Third is my my large steel spatula. This assists me with most lifting, as I can feel far greater subtlety in the process of lifting a delicate page, than I can with the lifting knife my sensei taught me to make. When I need good, old-fashioned horse power and material removal, I go to the hacksaw based blade. When I want to feel the difference between lifting paper and the first layer of board, this is what I need.
Fourth, will be the dental scraper/pick. When the proteinaceous glue on the spine, is cantankerous after three applications of wheat paste or Metyl Cellulose, the fourth application of glue removal compound is coupled with detailed work to keep as much of the fold integrity as possible, while removing as much old glue from the crevasses as can be.

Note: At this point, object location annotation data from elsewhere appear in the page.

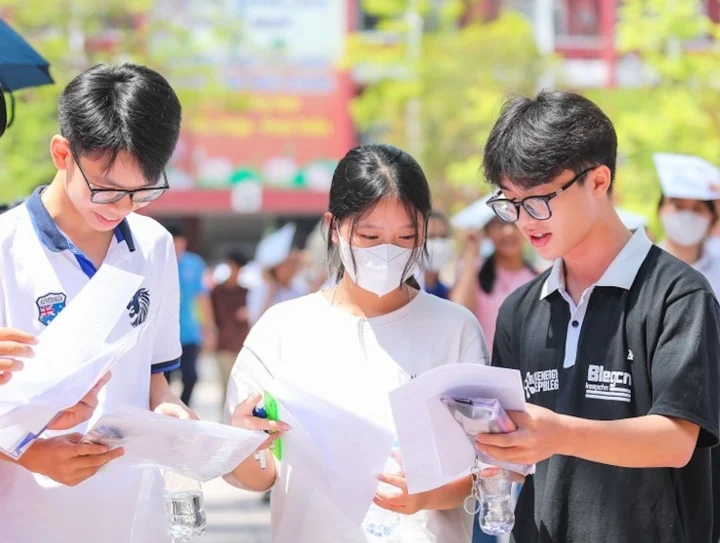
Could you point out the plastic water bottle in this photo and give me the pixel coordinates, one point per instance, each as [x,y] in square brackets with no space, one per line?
[185,507]
[380,523]
[497,516]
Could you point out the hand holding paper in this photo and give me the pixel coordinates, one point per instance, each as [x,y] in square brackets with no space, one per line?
[539,435]
[243,418]
[66,460]
[436,450]
[81,411]
[199,450]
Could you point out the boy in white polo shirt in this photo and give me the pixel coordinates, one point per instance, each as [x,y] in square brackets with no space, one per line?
[119,126]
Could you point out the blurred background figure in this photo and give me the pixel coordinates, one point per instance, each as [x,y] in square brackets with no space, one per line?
[278,263]
[687,211]
[485,280]
[229,302]
[440,255]
[315,263]
[633,221]
[197,323]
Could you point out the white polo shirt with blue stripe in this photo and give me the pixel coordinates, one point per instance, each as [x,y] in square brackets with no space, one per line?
[41,273]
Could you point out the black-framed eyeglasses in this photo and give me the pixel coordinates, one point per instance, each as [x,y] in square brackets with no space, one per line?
[111,196]
[538,207]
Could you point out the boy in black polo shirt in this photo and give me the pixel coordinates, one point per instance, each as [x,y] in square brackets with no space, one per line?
[618,345]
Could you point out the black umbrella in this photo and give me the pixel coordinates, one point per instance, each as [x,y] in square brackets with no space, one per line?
[20,67]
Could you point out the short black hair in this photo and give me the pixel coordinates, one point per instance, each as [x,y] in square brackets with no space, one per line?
[535,140]
[176,231]
[109,109]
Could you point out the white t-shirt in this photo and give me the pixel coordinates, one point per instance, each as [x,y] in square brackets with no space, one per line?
[355,363]
[39,275]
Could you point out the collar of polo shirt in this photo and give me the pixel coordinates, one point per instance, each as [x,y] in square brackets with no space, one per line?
[621,273]
[51,236]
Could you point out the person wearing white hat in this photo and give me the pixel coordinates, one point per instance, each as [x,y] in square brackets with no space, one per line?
[351,345]
[482,286]
[687,211]
[229,301]
[279,263]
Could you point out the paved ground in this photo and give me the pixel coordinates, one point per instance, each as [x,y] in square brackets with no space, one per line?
[234,516]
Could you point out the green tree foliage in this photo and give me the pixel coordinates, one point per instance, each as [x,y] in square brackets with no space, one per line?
[677,110]
[459,79]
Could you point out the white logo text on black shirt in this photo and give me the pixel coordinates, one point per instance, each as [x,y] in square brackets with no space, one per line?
[602,384]
[541,381]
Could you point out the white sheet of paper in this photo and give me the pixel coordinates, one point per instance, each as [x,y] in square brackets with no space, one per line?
[70,358]
[346,451]
[197,449]
[27,421]
[435,449]
[343,451]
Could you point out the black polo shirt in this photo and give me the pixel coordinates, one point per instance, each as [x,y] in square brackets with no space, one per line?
[647,340]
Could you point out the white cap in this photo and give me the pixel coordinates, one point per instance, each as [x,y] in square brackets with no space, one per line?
[632,221]
[276,247]
[686,176]
[475,216]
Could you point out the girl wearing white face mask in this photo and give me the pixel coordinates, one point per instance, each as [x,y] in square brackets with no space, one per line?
[354,343]
[687,223]
[440,254]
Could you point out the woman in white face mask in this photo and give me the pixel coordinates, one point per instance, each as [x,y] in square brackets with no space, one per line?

Finally, the fifth tool I wouldn’t be without is the Peachey Delrin folder. I chose this shape because I needed to be able to smooth down larger sections of leather or end-papers, fold and manipulate leather and paper and generally be able to work with straight PVA in some areas. The Delrin doesn’t feel as flimsy in my grumpy fingers as does a folder made of Teflon. It also has the tendency to stay out in my hand and not go flying around the table like a watermelon seed violently pinched between thumb and forefinger. From paste to PVA, this folder provides me with the ability to smooth no small range of cloth, leather and papers to provide an aesthetically pleasing finished product for the client.
If I were to add anything to this list, I would add two types of brushes, and a one meter long, non-cork back straight edge, with millimeter gradations.
The two types of brushes: Good natural bristle paste brushes, and a good set of artificial bristle brushes of varying size, for PVA application.
With the first 5 tools, I can conserve most things.